What is the biological reason for humour?

A horse walked into a bar, sat on the bar stool and ordered a pint of stout

A horse walked into a bar, sat on the bar stool and ordered a pint of stout. "Sure thing," said the bartender, "but why the long face?" What is the biological basis for humour and laughter? This is a large question, to which there is no definitive answer. In this article I will present some thoughts on the matter, many of them taken from, or inspired by Laughing Matters: A Serious Look at Humour (edited by John Durant and Jonathan Miller, co-published by Longman Scientific & Technical, and John Wiley & Sons, 1989).

Humour (and its handmaiden laughter), is an extremely important emotion. It is innate in humans and is very useful for easing communications between people of different backgrounds and cultures. Humour is a powerful social lubricant - and much cheaper than alcohol.
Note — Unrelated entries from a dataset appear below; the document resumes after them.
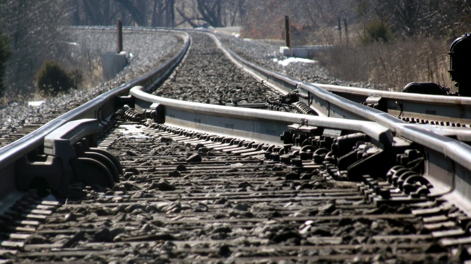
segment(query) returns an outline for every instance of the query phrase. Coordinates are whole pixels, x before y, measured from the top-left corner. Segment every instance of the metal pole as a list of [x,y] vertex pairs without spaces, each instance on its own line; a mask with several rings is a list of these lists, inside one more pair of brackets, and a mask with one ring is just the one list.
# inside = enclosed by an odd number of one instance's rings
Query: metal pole
[[123,24],[121,21],[118,20],[118,53],[123,51]]
[[342,24],[340,24],[340,18],[339,18],[339,36],[340,37],[340,45],[342,45]]
[[343,20],[343,24],[345,25],[345,37],[347,39],[347,46],[348,46],[348,31],[347,30],[347,20]]
[[291,56],[292,54],[291,50],[291,32],[289,31],[289,17],[288,16],[285,17],[285,32],[286,47],[289,48],[289,55]]

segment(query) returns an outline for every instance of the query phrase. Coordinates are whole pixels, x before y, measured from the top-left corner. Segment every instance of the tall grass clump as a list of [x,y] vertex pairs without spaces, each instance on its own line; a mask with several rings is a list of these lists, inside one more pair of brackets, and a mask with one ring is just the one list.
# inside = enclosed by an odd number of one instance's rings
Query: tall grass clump
[[53,61],[46,61],[36,75],[39,94],[43,96],[54,96],[71,88],[77,89],[77,78],[68,73]]
[[[368,31],[373,29],[376,33]],[[382,90],[400,91],[410,82],[434,82],[455,91],[446,41],[394,38],[378,24],[365,32],[349,45],[338,44],[316,59],[336,78],[369,82]]]

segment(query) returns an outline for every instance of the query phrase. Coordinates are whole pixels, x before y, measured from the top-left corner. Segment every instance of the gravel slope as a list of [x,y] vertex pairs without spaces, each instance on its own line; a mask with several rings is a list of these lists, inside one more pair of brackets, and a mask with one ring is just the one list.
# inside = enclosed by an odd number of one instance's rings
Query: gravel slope
[[[77,56],[86,54],[87,50],[90,50],[91,57],[92,54],[103,54],[116,49],[114,29],[80,28],[71,31],[71,40],[77,44],[74,44],[76,48],[73,52],[78,53]],[[93,89],[71,90],[67,94],[45,99],[45,102],[38,106],[28,106],[27,102],[13,101],[0,109],[0,137],[17,130],[24,124],[43,120],[51,113],[72,109],[156,68],[160,60],[173,51],[178,39],[175,35],[150,31],[125,30],[123,47],[133,57],[114,79],[100,83]]]
[[293,62],[284,66],[278,62],[274,61],[274,59],[275,61],[280,61],[287,58],[280,54],[280,47],[278,46],[224,34],[218,34],[217,36],[223,43],[244,59],[303,81],[365,88],[373,88],[371,84],[337,80],[317,62]]
[[233,63],[209,36],[190,32],[184,61],[154,94],[194,102],[264,101],[269,89]]

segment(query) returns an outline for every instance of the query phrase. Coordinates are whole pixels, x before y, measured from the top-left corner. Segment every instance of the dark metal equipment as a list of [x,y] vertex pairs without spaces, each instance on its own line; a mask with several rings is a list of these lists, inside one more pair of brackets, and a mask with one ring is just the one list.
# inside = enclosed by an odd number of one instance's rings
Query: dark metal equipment
[[451,80],[455,81],[460,95],[471,96],[471,33],[466,33],[455,39],[450,47]]
[[414,93],[423,95],[445,96],[448,94],[450,88],[444,87],[434,82],[411,82],[402,89],[403,93]]

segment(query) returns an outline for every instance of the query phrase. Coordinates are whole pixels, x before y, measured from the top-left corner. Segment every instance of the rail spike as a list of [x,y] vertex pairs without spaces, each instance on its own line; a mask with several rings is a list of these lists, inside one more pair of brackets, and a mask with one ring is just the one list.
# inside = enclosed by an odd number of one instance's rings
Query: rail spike
[[95,145],[103,130],[96,119],[69,122],[44,138],[44,153],[35,153],[19,160],[16,182],[20,190],[46,189],[60,197],[80,196],[69,188],[75,182],[111,188],[123,174],[121,164],[105,149]]

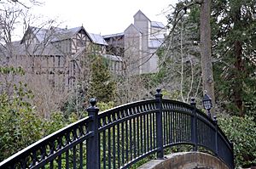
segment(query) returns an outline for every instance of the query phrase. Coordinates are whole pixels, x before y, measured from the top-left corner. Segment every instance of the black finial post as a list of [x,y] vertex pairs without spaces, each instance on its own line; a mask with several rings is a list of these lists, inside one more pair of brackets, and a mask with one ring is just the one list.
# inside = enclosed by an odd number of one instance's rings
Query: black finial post
[[156,144],[158,147],[157,158],[164,158],[164,147],[163,147],[163,124],[162,124],[162,97],[161,89],[156,89],[156,94],[154,95],[156,100]]
[[197,151],[197,115],[196,115],[196,103],[195,98],[191,98],[190,105],[193,106],[192,108],[192,115],[191,115],[191,141],[194,144],[193,145],[193,151]]
[[196,103],[195,103],[195,98],[191,98],[190,105],[192,105],[193,107],[195,107],[195,105],[196,105]]
[[215,154],[218,155],[218,120],[217,116],[213,116],[213,122],[215,124]]
[[96,107],[96,99],[90,99],[90,106],[86,109],[89,118],[91,118],[88,124],[88,131],[93,132],[93,137],[88,139],[87,147],[87,168],[100,169],[100,150],[99,150],[99,138],[98,138],[98,112],[99,108]]

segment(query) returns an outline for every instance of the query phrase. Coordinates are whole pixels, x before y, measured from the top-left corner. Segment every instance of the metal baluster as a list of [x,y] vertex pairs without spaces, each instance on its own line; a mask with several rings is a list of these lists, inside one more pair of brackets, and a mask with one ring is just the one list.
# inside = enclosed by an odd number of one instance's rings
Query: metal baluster
[[61,169],[61,155],[58,156],[58,169]]
[[91,117],[91,121],[88,123],[88,131],[92,132],[94,136],[88,138],[87,147],[87,169],[100,168],[100,149],[99,149],[99,134],[98,134],[98,112],[96,107],[96,99],[90,100],[90,106],[87,108],[88,115]]
[[197,135],[197,116],[195,112],[195,99],[191,99],[190,104],[193,106],[192,109],[192,115],[191,115],[191,141],[194,144],[193,150],[197,151],[197,142],[198,142],[198,135]]
[[146,117],[145,117],[145,115],[143,115],[143,141],[144,141],[144,153],[147,152],[147,136],[146,136],[146,132],[147,132],[147,129],[146,129]]
[[69,168],[69,149],[66,151],[66,168]]
[[103,168],[106,168],[106,131],[104,130],[102,132],[102,144],[103,144],[103,149],[102,149],[102,158],[103,158]]
[[116,135],[115,135],[115,126],[113,127],[113,168],[115,169],[116,166],[115,166],[115,138],[116,138]]
[[151,137],[151,136],[149,136],[149,124],[148,124],[148,115],[149,115],[149,114],[147,114],[146,115],[146,117],[147,117],[147,142],[148,142],[148,144],[147,144],[147,152],[149,152],[149,137]]
[[132,128],[131,128],[131,119],[129,120],[129,138],[130,138],[130,159],[132,160]]
[[108,166],[111,168],[111,132],[110,128],[108,129]]
[[137,117],[137,156],[140,155],[140,138],[139,138],[139,135],[140,135],[140,131],[139,131],[139,117]]
[[76,145],[73,148],[73,168],[77,168],[77,148]]
[[120,167],[120,126],[117,125],[117,151],[118,151],[118,167]]
[[137,156],[137,142],[136,142],[136,118],[133,119],[133,145],[134,145],[134,158]]
[[122,165],[125,164],[125,129],[124,129],[124,122],[121,123],[121,130],[122,130]]
[[79,156],[80,156],[80,169],[83,168],[83,160],[84,160],[84,156],[83,156],[83,152],[84,152],[84,149],[83,149],[83,142],[79,144],[79,147],[80,147],[80,149],[79,149]]
[[128,122],[125,121],[125,162],[129,161]]
[[164,157],[164,149],[163,149],[163,127],[162,127],[162,94],[160,88],[156,89],[157,93],[155,94],[156,108],[158,111],[156,112],[156,138],[157,138],[157,158],[162,159]]
[[153,130],[153,121],[154,120],[152,118],[153,115],[152,113],[149,114],[149,134],[150,134],[150,138],[149,138],[149,141],[150,141],[150,150],[153,149],[153,144],[152,144],[152,130]]

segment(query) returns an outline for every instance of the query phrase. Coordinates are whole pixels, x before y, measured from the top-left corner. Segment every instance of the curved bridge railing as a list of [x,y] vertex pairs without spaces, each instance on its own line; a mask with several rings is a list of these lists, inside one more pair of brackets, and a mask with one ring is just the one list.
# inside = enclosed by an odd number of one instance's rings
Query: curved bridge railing
[[91,99],[89,116],[36,142],[0,163],[0,168],[129,168],[138,161],[177,144],[202,146],[234,168],[232,144],[210,119],[190,104],[154,99],[101,113]]

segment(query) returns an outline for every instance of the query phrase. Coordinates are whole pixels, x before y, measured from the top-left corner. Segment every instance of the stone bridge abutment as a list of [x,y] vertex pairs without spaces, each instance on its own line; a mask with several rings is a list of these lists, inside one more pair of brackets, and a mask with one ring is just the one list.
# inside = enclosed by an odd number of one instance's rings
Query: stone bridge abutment
[[229,169],[218,157],[201,152],[174,153],[165,157],[151,161],[139,169]]

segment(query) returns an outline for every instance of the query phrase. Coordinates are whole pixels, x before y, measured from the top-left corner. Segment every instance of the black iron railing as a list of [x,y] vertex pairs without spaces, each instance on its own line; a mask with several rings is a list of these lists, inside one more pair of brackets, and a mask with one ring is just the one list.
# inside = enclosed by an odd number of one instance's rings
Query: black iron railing
[[0,163],[0,168],[128,168],[138,161],[177,144],[198,146],[234,168],[233,147],[212,120],[191,104],[154,99],[99,113],[90,100],[89,116],[38,141]]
Walk in to the university common room and you would swear we all loved each other, such is the buzz of gay banter and the tinkle of merry laughter.

And, in times of tribulation or great sadness, one of the few things that helps to keep you going is your sense of humour. Almost everyone loves humour and would view a good comedy show as a special treat. Laughter is an involuntary physiological response to a cognitive stimulus. Coughing and sneezing are also involuntary physiological responses but, unlike laughter, which works from the top down, they work from the bottom up. Sneezing is caused by direct stimulation of motor centres of the nervous system, as, for example, when you sniff pepper. Laughter results from indirect stimulation of the motor centres of the nervous system via higher cognitive centres, which in turn are stimulated by reading a joke or by watching Fawlty Towers.

Miller likens the pleasure we get from laughter to the pleasures associated with eating or with sexual intercourse. These pleasures encourage us to indulge them frequently, thereby ensuring that we benefit from the associated practices e.g. nourishment from food. So, how does laughter benefit us and how did it give us an evolutionary advantage that ensured that the practice became wired into the human body?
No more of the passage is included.